近未来というよりも現代最先端のIT技術に基づいたリアリティあふれる社会派サスペンス小説と言った方が正解かも知れない。
着想は面白いが、ストーリーは今一つだろうか。
SNSやネットの世界では個人情報の匿名性が失われ、いつ犯罪に巻き込まれるか解らない問危険な状況に陥っている。IT技術の進歩にセキュリティや法令が追い付かないのだ。個人のメールアドレスなどは絶対にネットショッピングの会社などから流出しているのだろうし、我々が使用する検索エンジンやアプリの履歴と個人情報がネット企業に商業目的で利用されているのだろう。

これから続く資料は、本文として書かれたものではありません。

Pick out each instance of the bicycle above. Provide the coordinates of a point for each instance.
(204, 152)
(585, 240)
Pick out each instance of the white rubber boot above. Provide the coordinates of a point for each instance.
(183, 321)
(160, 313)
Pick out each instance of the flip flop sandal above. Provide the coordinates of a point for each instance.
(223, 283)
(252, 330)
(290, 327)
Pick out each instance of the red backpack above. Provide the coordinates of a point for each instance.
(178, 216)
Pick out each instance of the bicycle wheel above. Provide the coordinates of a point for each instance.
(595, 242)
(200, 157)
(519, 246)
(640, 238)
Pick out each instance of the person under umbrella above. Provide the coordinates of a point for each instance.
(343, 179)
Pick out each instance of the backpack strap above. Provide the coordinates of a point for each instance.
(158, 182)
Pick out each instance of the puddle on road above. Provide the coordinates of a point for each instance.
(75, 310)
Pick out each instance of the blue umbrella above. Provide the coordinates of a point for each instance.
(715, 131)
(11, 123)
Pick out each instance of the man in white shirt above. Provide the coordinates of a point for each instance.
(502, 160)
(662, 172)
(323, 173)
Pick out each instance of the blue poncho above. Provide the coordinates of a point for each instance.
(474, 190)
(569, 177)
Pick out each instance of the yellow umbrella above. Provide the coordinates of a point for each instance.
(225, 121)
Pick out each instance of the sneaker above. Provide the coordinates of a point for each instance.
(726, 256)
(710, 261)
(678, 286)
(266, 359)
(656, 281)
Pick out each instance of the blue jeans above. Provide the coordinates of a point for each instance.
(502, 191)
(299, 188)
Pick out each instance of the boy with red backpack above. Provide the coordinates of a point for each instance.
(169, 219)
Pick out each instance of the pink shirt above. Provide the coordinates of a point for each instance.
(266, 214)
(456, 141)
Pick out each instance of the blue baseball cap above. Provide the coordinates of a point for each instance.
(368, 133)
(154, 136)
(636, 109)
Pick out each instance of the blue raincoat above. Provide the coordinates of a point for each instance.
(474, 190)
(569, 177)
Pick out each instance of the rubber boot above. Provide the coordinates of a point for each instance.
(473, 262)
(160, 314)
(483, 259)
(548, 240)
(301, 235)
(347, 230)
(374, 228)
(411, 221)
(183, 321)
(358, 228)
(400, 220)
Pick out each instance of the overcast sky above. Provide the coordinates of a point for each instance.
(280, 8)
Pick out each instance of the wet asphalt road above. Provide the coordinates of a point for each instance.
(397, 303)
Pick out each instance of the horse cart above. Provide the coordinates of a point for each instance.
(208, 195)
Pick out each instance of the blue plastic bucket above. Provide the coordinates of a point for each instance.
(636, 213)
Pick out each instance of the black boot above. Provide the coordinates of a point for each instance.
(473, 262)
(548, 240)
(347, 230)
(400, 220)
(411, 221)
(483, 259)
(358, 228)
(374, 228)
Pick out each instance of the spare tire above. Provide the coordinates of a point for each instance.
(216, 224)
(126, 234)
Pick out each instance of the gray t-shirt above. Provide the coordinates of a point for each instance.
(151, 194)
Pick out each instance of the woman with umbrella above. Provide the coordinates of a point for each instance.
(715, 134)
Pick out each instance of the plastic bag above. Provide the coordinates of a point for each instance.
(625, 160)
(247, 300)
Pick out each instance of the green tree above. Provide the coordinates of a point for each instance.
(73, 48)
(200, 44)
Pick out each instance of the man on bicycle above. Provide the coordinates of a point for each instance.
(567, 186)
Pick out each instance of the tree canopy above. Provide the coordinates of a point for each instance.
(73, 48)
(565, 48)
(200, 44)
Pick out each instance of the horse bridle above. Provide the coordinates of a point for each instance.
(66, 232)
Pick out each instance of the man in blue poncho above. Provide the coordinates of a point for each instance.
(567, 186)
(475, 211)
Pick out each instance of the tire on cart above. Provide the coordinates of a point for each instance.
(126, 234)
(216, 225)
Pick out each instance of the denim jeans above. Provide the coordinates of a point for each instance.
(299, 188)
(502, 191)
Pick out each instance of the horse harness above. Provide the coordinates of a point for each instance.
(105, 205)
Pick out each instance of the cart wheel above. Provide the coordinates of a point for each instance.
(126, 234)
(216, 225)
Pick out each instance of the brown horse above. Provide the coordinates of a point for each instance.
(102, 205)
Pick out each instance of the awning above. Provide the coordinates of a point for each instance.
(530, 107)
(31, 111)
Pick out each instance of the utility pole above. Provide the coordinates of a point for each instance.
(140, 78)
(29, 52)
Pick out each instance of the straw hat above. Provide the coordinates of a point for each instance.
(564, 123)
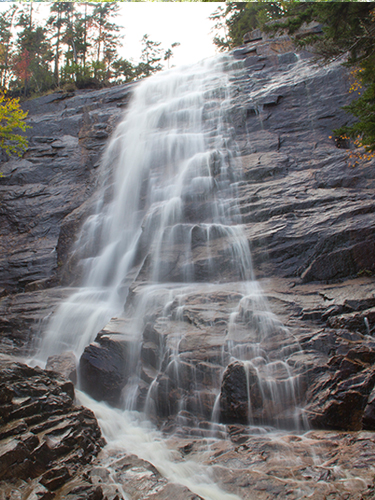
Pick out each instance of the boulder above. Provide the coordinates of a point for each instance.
(45, 439)
(65, 364)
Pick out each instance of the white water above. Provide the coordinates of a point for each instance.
(128, 431)
(171, 171)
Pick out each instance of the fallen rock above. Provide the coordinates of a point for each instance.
(65, 364)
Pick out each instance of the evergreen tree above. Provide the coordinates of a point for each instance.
(150, 58)
(106, 39)
(11, 120)
(237, 18)
(32, 64)
(6, 36)
(349, 34)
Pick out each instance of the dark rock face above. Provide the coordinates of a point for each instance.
(44, 436)
(103, 371)
(235, 393)
(55, 176)
(309, 220)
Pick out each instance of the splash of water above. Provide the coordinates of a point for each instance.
(174, 226)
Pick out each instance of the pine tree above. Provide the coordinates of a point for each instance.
(12, 119)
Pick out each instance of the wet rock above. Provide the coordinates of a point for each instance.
(234, 396)
(339, 398)
(45, 438)
(65, 364)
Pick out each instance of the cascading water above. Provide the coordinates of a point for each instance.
(171, 247)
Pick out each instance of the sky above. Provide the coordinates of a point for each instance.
(165, 22)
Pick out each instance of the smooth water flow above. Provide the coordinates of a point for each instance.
(168, 257)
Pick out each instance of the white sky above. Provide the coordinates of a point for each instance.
(165, 22)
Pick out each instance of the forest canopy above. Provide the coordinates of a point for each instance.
(76, 46)
(348, 34)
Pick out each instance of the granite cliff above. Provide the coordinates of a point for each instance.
(309, 221)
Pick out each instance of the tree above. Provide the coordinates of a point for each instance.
(348, 34)
(34, 54)
(168, 54)
(151, 57)
(12, 118)
(237, 18)
(106, 39)
(6, 35)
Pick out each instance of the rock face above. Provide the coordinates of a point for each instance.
(44, 437)
(309, 220)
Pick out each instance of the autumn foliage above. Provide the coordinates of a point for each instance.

家族を伴い、ゴルフ場で休日を楽しんでいたアメリカ大統領をカメラを搭載したドローンが襲撃し、その様子がリアル配信される。犯行を行ったのはアノニマスグループの『Zero(ゼロ)』で、彼らはビデオでネット社会の問題点を伝え続ける。
デイリーの記者シンシア・ボンサントが大統領襲撃事件を取材する中、娘のヴィオラの同級生がシンシアのスマートグラスを使用したことが切っ掛けで凶悪犯により射殺される。
事件の背後には世界最大級のネット企業『フリーミー』の存在があり、『フリーミー』はスマートグラスとアプリを介し、個人情報を収集していた。
本体価格880円(古本100円)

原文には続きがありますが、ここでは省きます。